Note to conference/website organizers: I can’t link to anything but the front page, so I assume my link above will someday point to the 2009 conference, or the 2008 West conference. It would be good to give each event a permalink right from the start…

One thing that surprised me was the distance people traveled to attend. I thought this would be an east-coast USA thing, but people came from Portland, Russia, and beyond.

Roundtable

The first event was an open discussion. At the front of the room were Bruce Momjian, Joshua Drake, Magnus Hagander, and Selena Deckelmann. The first question was about the future of Postgres: what are the goals for the 9.0 release? The answers varied, but generally the sense was that in the future Postgres should continue to add more features and not only catch up to, but surpass the “big boys.” Special mention went to recursive queries, windowing functions, point-in-time recovery, and more standards compatibility.

This was followed by a lengthy discussion on user groups, global vs. local, and so on. One interesting quote here is that no one can buy Postgres because there’s literally no one to buy it from.

After that I poked my hand up and asked what you say to people migrating from other RDBMSs, such as MySQL. I received a warm welcome, a statement that Postgres is hands-down superior to MySQL period, and a lot of interesting commentary on the differences in the communities between the two. I have been thinking a lot on the MySQL community and am not yet ready to put my thoughts into words, so I’ll just give an overview of what the panelists said: the communities are quite opposite in many respects, both organizationally and psychologically.

This was followed by a question about how to encourage development of a feature that “people need.” This also went quite deep into the open-source mindset and development methodology, with people pointing out that the Postgres community is a meritocracy and you cannot co-opt it with money. At the same time, what “the community” wants isn’t what goes into the codebase: the itches that get scratched are the hacker itches, not the community itches. Sometimes these are one and the same.

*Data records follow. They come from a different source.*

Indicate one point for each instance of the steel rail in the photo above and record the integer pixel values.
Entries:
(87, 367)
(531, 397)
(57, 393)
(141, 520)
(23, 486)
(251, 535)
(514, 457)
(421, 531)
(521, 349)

Apparently one of the community itches is in-place upgrades. I gather that an upgrade requires a dump and reload because releases are not capable of reading files written by previous releases. This sounded like a pretty severe problem, yet the “hacker itch” wasn’t there. People said that they frequently get told “that’s already solved: dump and reload.” Not a solution with large data volumes.

The discussion then turned to why more people aren’t capable of meeting their own needs. My personal belief here is that the big corporations are buying the minds of the smart people by infiltrating universities and schools, and we (we the citizens of the USA, not we the hackers) are just standing by and letting it happen as though it’s a good thing for powerful vested interests to be “giving” our schools “free” software and other things that they cannot inspect, hack, and change. The other problem is that universities aren’t teaching data. They’re teaching everything but data, yet that’s the most important part of the technology economy today. Tools are not as important: they exist only to work with data. You’re lucky to find someone who’s been university-educated in any database, much less an open-source or Free Software one.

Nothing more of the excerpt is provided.